Kann ich Alesse während einer Magen-Darm-Infektion nehmen?
Grundsätzlich ja, aber wenn Sie innerhalb kurzer Zeit nach der Einnahme erbrechen oder stark Durchfall haben, kann die Aufnahme beeinträchtigt sein. Dann sind je nach Situation zusätzliche Maßnahmen nötig (z. B. zusätzliche Verhütung, evtl. Ersatztablette). Die genauen Schritte stehen in der Packungsbeilage.
Gibt es mit Alesse Einfluss auf das Gewicht?
Ein klarer, für alle Patientinnen gleicher Zusammenhang ist nicht zuverlässig belegt. Manche berichten über Wassereinlagerungen oder Appetitveränderungen. Wenn Sie deutlich zunehmen, besprechen Sie das mit Ihrer Ärztin/Ihrem Arzt oder in der Apotheke.
Welche Warnzeichen sind ein Grund, sofort medizinische Hilfe zu suchen?
Bei Symptomen wie plötzlicher Atemnot, starken einseitigen Beinschmerzen/Schwellung, Brustschmerz, ungewöhnlichen neurologischen Ausfällen oder sehr starken neuen Kopfschmerzen sollten Sie sofort medizinisch abklären lassen.
Kann ich Alkohol trinken?
Moderate Mengen sind bei korrekter Einnahme in der Regel möglich. Problematisch wird es vor allem, wenn Alkohol dazu führt, dass Sie die Einnahme vergessen oder erbrechen müssen.
Welche Medikamente dürfen nicht gleichzeitig genommen werden?
Besonders wichtig sind Wechselwirkungen mit bestimmten Wirkstoffen, z. B. über Enzyminduktion. Da es viele Einzelfälle gibt, prüfen Sie bitte jede neue Medikation (auch pflanzliche Produkte wie Johanniskraut) in der Apotheke oder mit medizinischem Fachpersonal.
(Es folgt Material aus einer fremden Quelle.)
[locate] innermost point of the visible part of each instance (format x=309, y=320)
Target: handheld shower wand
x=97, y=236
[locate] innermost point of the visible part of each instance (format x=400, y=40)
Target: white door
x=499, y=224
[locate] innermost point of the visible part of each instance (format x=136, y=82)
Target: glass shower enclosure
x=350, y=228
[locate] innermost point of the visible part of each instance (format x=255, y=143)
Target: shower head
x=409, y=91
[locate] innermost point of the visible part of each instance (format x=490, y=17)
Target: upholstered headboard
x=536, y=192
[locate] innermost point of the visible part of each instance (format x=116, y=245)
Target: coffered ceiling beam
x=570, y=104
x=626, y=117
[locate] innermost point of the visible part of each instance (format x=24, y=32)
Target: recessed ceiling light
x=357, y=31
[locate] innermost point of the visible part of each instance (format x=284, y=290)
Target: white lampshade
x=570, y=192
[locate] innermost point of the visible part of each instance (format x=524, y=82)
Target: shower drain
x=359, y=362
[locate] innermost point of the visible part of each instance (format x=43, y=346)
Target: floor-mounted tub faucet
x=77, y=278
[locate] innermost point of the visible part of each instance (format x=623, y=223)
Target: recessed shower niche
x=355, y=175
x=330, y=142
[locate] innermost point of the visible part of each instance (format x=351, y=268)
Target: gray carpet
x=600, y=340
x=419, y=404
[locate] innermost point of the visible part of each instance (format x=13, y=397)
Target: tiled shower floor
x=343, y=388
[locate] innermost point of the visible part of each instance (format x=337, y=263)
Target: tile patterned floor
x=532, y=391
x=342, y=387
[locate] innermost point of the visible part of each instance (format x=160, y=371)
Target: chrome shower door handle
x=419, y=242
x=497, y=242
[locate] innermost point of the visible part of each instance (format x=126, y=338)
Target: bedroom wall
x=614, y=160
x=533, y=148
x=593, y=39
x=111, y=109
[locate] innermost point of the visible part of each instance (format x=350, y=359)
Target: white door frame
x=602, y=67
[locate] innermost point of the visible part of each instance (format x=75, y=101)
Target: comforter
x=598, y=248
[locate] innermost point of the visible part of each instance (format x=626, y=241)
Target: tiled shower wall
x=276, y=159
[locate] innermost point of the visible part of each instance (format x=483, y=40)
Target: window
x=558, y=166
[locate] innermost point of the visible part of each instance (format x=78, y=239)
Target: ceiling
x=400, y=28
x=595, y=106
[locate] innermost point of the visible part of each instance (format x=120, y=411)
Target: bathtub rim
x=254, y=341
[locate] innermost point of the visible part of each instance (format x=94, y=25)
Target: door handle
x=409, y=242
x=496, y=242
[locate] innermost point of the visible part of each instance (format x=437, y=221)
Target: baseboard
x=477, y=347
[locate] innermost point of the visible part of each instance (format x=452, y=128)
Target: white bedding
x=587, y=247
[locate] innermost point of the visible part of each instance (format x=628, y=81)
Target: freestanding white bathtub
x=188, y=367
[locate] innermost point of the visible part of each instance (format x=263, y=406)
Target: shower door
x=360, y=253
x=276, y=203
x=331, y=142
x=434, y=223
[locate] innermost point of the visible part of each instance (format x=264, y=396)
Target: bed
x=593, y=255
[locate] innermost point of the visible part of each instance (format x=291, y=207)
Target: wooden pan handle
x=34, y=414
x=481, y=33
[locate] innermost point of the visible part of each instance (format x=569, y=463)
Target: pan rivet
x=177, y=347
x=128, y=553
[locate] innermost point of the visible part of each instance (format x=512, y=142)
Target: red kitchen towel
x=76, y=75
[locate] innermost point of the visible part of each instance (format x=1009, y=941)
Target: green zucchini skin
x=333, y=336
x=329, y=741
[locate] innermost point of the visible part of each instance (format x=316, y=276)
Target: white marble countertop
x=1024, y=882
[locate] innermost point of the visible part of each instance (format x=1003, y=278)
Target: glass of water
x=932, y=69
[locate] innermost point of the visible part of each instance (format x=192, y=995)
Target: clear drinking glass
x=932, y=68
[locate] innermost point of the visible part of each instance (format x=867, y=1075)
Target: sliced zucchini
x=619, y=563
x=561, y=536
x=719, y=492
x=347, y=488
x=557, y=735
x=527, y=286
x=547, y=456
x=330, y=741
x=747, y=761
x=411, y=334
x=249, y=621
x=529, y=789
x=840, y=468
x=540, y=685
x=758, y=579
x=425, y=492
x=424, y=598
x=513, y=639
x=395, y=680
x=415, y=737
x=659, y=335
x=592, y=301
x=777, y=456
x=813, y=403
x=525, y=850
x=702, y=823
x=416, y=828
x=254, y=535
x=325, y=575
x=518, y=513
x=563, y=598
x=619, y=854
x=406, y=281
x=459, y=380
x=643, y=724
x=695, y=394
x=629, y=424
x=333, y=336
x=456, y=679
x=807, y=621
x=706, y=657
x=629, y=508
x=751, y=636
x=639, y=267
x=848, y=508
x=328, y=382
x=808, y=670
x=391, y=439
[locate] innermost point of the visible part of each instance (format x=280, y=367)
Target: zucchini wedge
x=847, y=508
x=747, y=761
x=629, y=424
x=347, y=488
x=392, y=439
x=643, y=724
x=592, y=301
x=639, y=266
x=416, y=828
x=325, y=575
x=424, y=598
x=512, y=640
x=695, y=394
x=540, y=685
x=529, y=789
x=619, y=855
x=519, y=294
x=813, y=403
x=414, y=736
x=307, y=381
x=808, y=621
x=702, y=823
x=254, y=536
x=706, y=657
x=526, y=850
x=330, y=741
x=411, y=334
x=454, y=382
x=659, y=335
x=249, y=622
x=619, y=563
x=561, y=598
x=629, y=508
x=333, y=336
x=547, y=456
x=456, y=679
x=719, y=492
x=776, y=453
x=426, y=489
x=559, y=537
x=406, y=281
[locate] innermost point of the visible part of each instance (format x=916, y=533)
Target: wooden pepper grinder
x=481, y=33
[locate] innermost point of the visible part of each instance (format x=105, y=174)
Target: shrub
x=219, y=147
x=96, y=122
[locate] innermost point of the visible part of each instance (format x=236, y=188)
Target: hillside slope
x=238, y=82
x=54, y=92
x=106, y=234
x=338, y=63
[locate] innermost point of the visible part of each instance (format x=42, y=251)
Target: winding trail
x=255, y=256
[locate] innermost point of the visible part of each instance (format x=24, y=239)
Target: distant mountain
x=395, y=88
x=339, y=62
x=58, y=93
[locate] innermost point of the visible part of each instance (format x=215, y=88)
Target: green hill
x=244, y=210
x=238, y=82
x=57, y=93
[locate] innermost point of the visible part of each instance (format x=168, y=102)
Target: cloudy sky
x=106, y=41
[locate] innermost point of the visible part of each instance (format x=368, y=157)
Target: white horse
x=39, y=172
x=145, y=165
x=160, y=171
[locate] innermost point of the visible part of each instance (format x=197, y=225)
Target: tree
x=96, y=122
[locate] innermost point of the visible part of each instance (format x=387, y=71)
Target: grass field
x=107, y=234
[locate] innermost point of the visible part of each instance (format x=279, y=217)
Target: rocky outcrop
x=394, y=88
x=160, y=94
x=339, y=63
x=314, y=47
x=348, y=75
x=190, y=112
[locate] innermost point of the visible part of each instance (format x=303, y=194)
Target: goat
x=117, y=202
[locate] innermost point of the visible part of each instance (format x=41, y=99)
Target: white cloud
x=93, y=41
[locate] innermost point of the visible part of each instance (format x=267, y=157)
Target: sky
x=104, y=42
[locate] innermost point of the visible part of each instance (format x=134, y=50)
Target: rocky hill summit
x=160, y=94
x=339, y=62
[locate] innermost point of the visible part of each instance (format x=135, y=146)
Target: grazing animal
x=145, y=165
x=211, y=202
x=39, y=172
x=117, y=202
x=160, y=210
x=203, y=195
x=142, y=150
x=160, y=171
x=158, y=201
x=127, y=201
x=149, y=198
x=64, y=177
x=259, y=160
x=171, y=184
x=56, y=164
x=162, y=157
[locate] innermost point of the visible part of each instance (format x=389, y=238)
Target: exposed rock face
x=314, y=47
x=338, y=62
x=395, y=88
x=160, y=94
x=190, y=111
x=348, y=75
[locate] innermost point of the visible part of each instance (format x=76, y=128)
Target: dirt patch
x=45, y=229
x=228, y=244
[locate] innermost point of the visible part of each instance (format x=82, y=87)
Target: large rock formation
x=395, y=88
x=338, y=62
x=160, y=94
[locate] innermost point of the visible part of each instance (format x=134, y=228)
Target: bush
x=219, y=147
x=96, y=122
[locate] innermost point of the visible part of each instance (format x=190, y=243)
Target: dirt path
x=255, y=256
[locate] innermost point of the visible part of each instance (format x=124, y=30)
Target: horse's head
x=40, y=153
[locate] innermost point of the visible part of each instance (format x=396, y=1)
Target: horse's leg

Gibt es Alternativen zu Alesse?
Ja. Je nach Ihrem Bedarf kommen z. B. andere hormonelle Optionen (z. B. Minipille, Hormonspirale, Implantat) oder nicht-hormonelle Methoden (z. B. Kupferspirale, Kondom) in Frage.
Wie lange kann ich Alesse einnehmen?
Solange es für Sie geeignet ist und keine neuen Gegenanzeigen entstehen. Regelmäßige Gesundheitschecks und das Beobachten von Warnzeichen sind sinnvoll, besonders wenn sich Lebensstil oder Gesundheitszustand ändern.
Zusammenfassung
Alesse (Levonorgestrel / Ethinyl estradiol) ist eine kombinierte orale Verhütungspille, die vor allem durch Hemmung des Eisprungs, Verdickung des Zervixschleims und Veränderung der Gebärmutterschleimhaut wirkt. Für eine zuverlässige Wirkung sind regelmäßige tägliche Einnahme und die Beachtung von Wechselwirkungen entscheidend.
Wenn Sie Fragen haben – etwa zu Einnahmestart, Wechselwirkungen oder Nebenwirkungen – ist die Beratung in der Apotheke oder bei medizinischem Fachpersonal ein guter nächster Schritt.